My first experience with a call center operation was way back in 1999, working alongside with a supervisor trying to make sense of all the metrics that measure the performance of the call center. Monitoring the LED displays of the calls in the queue, call routing, measuring average wait time, longest wait time, average handle time are some of the metrics that stuck with me for a long time. As I worked through the week, I gained a more detailed understanding behind the numbers and what ‘drove’ the call center. Back in the day, customer service was mostly driven by inbound calls, 60% for new orders and the rest for support on exisiting services. The only ‘self-service’ available for callers is the IVR tree, which did nothing more than routing the calls to the right queue.
Fast forward to today, a call center deals with a lot more complexity while handling customer service issues. The complexity stems from few overwhelming trends that have shaped the expectations of the customers and thereby making customer satisfaction (CSAT) a challenging metric to keep up!
Calls have become interactions: Customers demand new channels and expect to be heard/served over these channels – It is imperative that a business engages on Facebook and Twitter amongst the many available and effectively use them as important customer access channels
CRM data is no longer ‘Internal’: Customers tweet, post and interact with a business outside of the traditional channels of web, voice and chat. The responsibility to collect and correlate this publicly available data to enrich CRM information rests solely with the business.

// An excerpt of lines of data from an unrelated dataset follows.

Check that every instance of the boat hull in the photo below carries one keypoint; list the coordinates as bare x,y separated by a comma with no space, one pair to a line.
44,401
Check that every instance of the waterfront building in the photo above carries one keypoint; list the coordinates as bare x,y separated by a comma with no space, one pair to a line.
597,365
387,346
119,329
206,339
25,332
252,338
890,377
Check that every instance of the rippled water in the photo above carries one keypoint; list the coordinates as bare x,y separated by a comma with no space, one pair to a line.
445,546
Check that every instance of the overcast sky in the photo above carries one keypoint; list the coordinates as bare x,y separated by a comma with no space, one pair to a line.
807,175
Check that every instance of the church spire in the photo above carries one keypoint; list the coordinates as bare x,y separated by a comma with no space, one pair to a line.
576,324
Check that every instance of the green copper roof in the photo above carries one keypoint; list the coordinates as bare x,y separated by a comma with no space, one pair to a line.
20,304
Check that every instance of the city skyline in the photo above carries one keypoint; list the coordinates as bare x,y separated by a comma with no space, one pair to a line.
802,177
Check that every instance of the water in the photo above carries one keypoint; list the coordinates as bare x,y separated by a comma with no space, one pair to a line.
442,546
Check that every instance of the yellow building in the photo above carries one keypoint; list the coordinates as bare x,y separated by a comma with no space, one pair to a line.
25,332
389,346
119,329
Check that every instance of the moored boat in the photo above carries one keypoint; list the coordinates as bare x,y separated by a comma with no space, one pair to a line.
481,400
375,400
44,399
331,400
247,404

Omnichannel is expected: Customers want seamless experience across devices and channels. They may switch between their mobile app, web, social channel or talk to an agent and expect to pick up where they left off.
So how do you handle customer service in this new age where the expectation of service is “Always available”?
We used Salesforce.com Service Cloud as a foundation and integrated it to various systems to handle requests for billing, order management, provisioning, service issue etc. The key principle for this implementation was to provide ease of access to the customer, while providing the customer care agent all the required information to service the customer. The agents have full view of the customer – through internal CRM system, correlated external activity on social media channels, backend systems and any interactions conducted in self-service mode by the customer.
The system supports 3 different types of customer access channels:
The supervisors and the agents are still the most vital part of a good call center; their jobs however, have become more demanding. The statistics I saw on the LED board in 1999 still hold relevance but the measurement of those stats has become more complex. As a part of the project, the team created the Live Console. This serves as a dashboard for agents and supervisors giving them a real-time view of their workload. For agents, this dashboard give a view of Calls, Chats, Social media interactions, Open Cases, Customer Surveys whereas for supervisors it gives a similar real time view of their pod / group The Predictive intelligence and smart tech enabled service.
As a move towards providing excellent customer service, we have augmented the above support channels with smart tech – using Bots and AI, we have enabled a ‘proactive’ service channel whereby certain customer service functions are available to customers over channels like Facebook messenger, Skype, website bots. Not only can these bots be invoked in a pull mode with the customer requesting information but they also provide proactive, timely and relevant support information to customers.
Fascinating how the tide has changed with times – I remember businesses forcing their customers towards complex IVR applications and now it is the customers who are forcing the business to adopt channels they feel comfortable with. Today, businesses are adopting and reinventing the ‘Art of Customer Service’ – just the way it has to be.